In einer früheren Arbeit (Transactions A. M. S. 27 (1925), 416-428; F. d. M. 51, 464 (JFM 51.0464.*)-465) hat Verf. den Begriff der “upper semi-continuous collection” von Kontinuen eingeführt und bewiesen, daß eine solche Menge von paarweise fremden kompakten Kontinuen (Entartung auf einen Punkt ist zulässig), die eine Kugeloberfläche ausfüllen und von denen keines die Kugel zerlegt, bei geeigneter Definition eines Limesbegriffes, der Kugel homöomorph ist.
In vorliegender Arbeit läßt Verf. die Voraussetzung, daß keines der Kontinua, der upper semi-continuous collection die Kugel zerlegen soll, fallen und gelangt zu folgendem Resultat: Ist \(G\) eine upper semi-continuous collection von paarweise fremden Kontinuen, die eine Kugel \(S\) erfüllen, so ist der Raum \(S_G\) der Elemente von \(G\) homöomorph einem “cactoid”. Dabei ist ein “cactoid” oder “opuntioid” eine stetige Kurve \(M\) im dreidimensionalen Raum, deren nicht in einen Punkt entartete maximale zyklische Teilmengen (d. h. maximale zyklische Kurven oder Punkte, die keiner maximalen zyklischen Kurve angehören) Flächen vom Zusammenhang der Kugel sind, und die überdies die Eigenschaft hat, daß kein Punkt von \(M\) im Innern eines beschränkten Komplementärgebietes irgendeines Teilkontinuums von \(M\) liegt. Ein cactoid \(M\) heißt “aspiculate”, wenn es keinen Bogen \(t\) in \(M\) gibt von der Eigenschaft, daß \(t\) bis auf die Endpunkte frei ist von Häufungspunkten von \(M- t\). Ein aspiculate cactoid ist einfach, wenn keine zwei Zerschneidungspunkte von \(M\) in \(M\) durch unendlich viele Punkte voneinander getrennt werden.

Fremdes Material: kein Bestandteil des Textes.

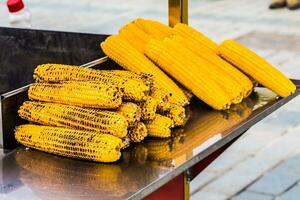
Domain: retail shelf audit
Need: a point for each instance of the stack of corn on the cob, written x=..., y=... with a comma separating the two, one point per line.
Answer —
x=219, y=75
x=93, y=114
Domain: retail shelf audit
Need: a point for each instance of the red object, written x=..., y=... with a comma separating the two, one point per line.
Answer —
x=15, y=5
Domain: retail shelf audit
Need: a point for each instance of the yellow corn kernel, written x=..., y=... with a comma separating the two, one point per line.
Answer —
x=219, y=63
x=159, y=126
x=138, y=133
x=134, y=90
x=60, y=115
x=85, y=94
x=256, y=67
x=131, y=111
x=148, y=108
x=128, y=57
x=190, y=76
x=70, y=143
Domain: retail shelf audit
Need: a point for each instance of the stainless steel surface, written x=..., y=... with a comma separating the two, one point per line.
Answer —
x=143, y=168
x=178, y=12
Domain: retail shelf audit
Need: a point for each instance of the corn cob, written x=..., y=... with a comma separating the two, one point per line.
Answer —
x=70, y=143
x=159, y=126
x=139, y=76
x=256, y=67
x=218, y=63
x=125, y=55
x=189, y=76
x=148, y=108
x=198, y=39
x=85, y=94
x=138, y=133
x=136, y=36
x=132, y=113
x=52, y=114
x=134, y=90
x=228, y=84
x=177, y=114
x=155, y=29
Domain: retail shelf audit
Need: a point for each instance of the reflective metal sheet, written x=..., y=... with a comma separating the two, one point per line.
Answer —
x=144, y=167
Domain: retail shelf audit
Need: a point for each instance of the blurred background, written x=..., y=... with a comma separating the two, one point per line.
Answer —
x=264, y=163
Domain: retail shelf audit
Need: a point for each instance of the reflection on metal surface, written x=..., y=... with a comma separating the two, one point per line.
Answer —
x=178, y=12
x=143, y=167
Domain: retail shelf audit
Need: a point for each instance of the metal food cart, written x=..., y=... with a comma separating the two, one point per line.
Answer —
x=153, y=169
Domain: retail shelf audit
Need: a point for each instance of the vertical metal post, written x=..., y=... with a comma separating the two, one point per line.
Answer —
x=178, y=12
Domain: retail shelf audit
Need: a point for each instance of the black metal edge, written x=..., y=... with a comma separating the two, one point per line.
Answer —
x=239, y=130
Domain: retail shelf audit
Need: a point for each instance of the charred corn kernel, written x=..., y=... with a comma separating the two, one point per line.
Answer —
x=128, y=57
x=218, y=63
x=199, y=39
x=138, y=132
x=136, y=36
x=227, y=83
x=85, y=94
x=70, y=143
x=159, y=126
x=155, y=29
x=161, y=95
x=133, y=90
x=139, y=76
x=190, y=76
x=177, y=114
x=52, y=114
x=148, y=108
x=132, y=113
x=256, y=67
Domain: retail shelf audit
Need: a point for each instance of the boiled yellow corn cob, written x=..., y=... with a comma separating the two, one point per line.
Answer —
x=85, y=94
x=198, y=39
x=138, y=132
x=128, y=57
x=134, y=90
x=70, y=143
x=159, y=126
x=155, y=29
x=52, y=114
x=227, y=83
x=218, y=63
x=148, y=108
x=132, y=113
x=136, y=36
x=256, y=67
x=189, y=76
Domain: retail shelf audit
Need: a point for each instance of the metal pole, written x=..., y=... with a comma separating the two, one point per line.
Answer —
x=178, y=12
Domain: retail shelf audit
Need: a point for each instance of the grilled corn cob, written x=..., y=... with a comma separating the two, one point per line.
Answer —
x=148, y=108
x=155, y=29
x=219, y=64
x=256, y=67
x=159, y=126
x=74, y=117
x=189, y=76
x=228, y=84
x=136, y=36
x=132, y=113
x=137, y=133
x=70, y=143
x=198, y=39
x=85, y=94
x=133, y=90
x=128, y=57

Es gilt weiter: Ist \(G\) eine upper-semi-continuous collection von paarweise fremden Kontinuen, die die Kugel \(S\) erfüllen, und besteht \(G\) mit Ausnahme einer Folge von Kontinuen mit gegen Null abnehmenden Durchmessern nur aus Punkten, so ist der Raum \(S_G\) homöomorph einem einfachen aspiculate cactoid.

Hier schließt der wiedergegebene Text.